Schweigen zwischen den beiden Männern. Ashcroft hatte sich an seine Blindheit so sehr gewöhnt, dass er ahnte, wo sich sein Butler befand.
Er fragte in diese Richtung: „Wo bin ich, Percy?“
„In Ihrem Bett, Sir.“
Er schnellte nach vorn und kriegte den Hals des Schwarzen zu fassen. „Elender!“, zischte er. „Dich werd’ ich lehren, deinen Herrn anzugreifen! Ich bring dich um!“
Doch er war geschwächt und Percy mindestens zwanzig Jahre jünger. Der Schwarze entwand sich seinem Griff mühelos und schleuderte ihn zurück aufs Bett.
Ashcroft stöhnte wieder.
Er hörte wie der Butler zu ihm herankam und ganz nah über seinem Gesicht ertönte die Stimme: „Lassen sie mich gehen, Sir!“
„Was?“
„Ich will nach Hause. Das wollte ich, seit ich hier bei Ihnen bin. Ich hatte nie eine Motivation, in Ihr Land zu kommen, Sie haben mich einfach mitgenommen. Wie eine Ziege, die man vom Markt mit nach Hause bringt. Ich will in meine Heimat und dafür brauche ich Geld!“
Ashcroft erholte sich in dem Maße, in dem seine Wut stieg.
„Was bildest du dir überhaupt ein, was denkst du dir? Wo wärst du, wenn ich dich nicht befreit hätte? Du würdest noch immer mit deiner Sippe ums Feuer tanzen und irgendwelche Götter beschwören, Schwachsinn! Du würdest durch den Urwald streifen, auf der Suche nach einem kleinen Nager, um überhaupt etwas zu essen zu bekommen. Du bist undankbar, Percy!“
„Ich will das, was mir zusteht, Sir. Und wenn Sie es mir nicht geben, so brauche ich Gewalt.“
„Gewalt!“ Er musste lachen. Dabei verrutschte sein Verband ein wenig, doch er wunderte sich nicht. „Ich bin Friedensrichter, du wirst es nicht wagen, einen Friedensrichter anzugreifen!“
„Sie sind Friedensrichter in Ihrer Welt, Sir. Aber wir sind in meiner. Ich will nach Hause, dafür brauche ich Geld und Legitimation.“ Seine Stimme wurde leiser und gewann damit an Bedrohlichkeit. „Und wenn ich es nicht bekommen, wird das, was Sie bis jetzt erlebt haben, ein Spaziergang gewesen sein!“
Plötzlich wieder die Urwaldatmosphäre, mit aller Macht, brüllend laut und eindringlich.
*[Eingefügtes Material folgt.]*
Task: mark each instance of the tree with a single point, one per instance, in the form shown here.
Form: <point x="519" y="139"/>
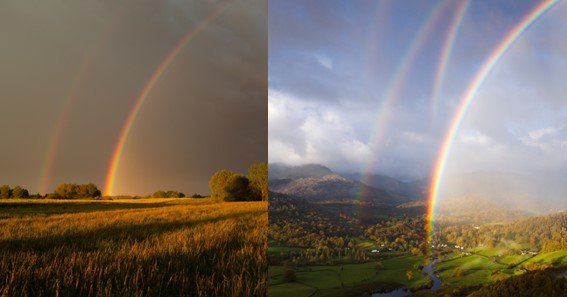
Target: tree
<point x="237" y="189"/>
<point x="159" y="194"/>
<point x="19" y="192"/>
<point x="258" y="176"/>
<point x="74" y="191"/>
<point x="5" y="191"/>
<point x="289" y="276"/>
<point x="218" y="182"/>
<point x="378" y="266"/>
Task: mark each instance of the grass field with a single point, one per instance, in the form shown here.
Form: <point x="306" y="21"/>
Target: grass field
<point x="486" y="266"/>
<point x="141" y="247"/>
<point x="345" y="280"/>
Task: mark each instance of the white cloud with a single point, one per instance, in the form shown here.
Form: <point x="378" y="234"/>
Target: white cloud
<point x="412" y="137"/>
<point x="537" y="134"/>
<point x="325" y="61"/>
<point x="474" y="138"/>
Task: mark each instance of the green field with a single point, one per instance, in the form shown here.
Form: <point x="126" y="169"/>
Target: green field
<point x="347" y="279"/>
<point x="133" y="247"/>
<point x="486" y="266"/>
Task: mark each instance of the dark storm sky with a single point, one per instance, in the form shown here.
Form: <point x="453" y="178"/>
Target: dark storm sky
<point x="208" y="111"/>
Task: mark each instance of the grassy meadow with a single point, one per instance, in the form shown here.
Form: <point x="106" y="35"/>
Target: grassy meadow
<point x="133" y="247"/>
<point x="485" y="265"/>
<point x="347" y="279"/>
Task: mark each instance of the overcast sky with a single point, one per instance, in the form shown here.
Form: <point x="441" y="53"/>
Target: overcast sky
<point x="207" y="112"/>
<point x="330" y="65"/>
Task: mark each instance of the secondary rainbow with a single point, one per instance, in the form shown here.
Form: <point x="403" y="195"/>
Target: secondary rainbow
<point x="446" y="52"/>
<point x="160" y="70"/>
<point x="394" y="86"/>
<point x="45" y="175"/>
<point x="465" y="102"/>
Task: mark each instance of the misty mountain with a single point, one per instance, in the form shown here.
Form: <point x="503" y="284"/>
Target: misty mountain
<point x="415" y="190"/>
<point x="332" y="186"/>
<point x="282" y="171"/>
<point x="522" y="192"/>
<point x="316" y="181"/>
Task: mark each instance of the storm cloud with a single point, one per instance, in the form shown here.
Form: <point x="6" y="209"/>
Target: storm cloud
<point x="206" y="112"/>
<point x="330" y="67"/>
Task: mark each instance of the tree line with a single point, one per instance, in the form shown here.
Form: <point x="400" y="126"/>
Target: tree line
<point x="16" y="192"/>
<point x="227" y="185"/>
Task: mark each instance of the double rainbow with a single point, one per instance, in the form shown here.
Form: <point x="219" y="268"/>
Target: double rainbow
<point x="466" y="101"/>
<point x="146" y="90"/>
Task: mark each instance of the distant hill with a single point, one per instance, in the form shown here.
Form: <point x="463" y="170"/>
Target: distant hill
<point x="522" y="192"/>
<point x="282" y="171"/>
<point x="316" y="181"/>
<point x="330" y="187"/>
<point x="415" y="190"/>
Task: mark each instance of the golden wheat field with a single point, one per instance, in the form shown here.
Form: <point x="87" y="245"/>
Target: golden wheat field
<point x="142" y="247"/>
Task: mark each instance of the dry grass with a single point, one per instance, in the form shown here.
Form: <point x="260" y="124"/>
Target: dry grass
<point x="167" y="247"/>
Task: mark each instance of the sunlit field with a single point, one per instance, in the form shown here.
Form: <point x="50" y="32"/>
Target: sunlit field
<point x="141" y="247"/>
Er warf den Kopf herum, doch es war überall.
Dann Grabesstille und das Fehlen jeglicher Reize. Er hielt die Luft an.
Und wieder die Dschungelkulisse, überwältigend und betäubend.
Stille.
Lärmendes, stinkendes, heißes Ambiente.
Die Zustände lösten sich ab, immer schneller, immer weniger Zeit, sich darauf einzustellen. Die Nerven wurden nur noch an ihren äußersten Enden gereizt, keine Ruhe, nicht verschnaufen.
Brüllen
Stille
Kreischen
Schweigen
Er schrie und schrie und schrie.
Nachdem Ashcroft sich von seiner Augenoperation erholt hatte und sein Sehvermögen wieder hergestellt war, machte er sich auf die Suche nach einem neuen Butler. Er tat dies bei Agenturen, die einheimische Leute vermittelten.
Seinen vormaligen Diener, ein großer Farbiger mit stechendem Blick, hatte er entlassen, ganz plötzlich, noch bevor er wieder hatte sehen können.
Dunkelheit versuchte er in Zukunft zu meiden.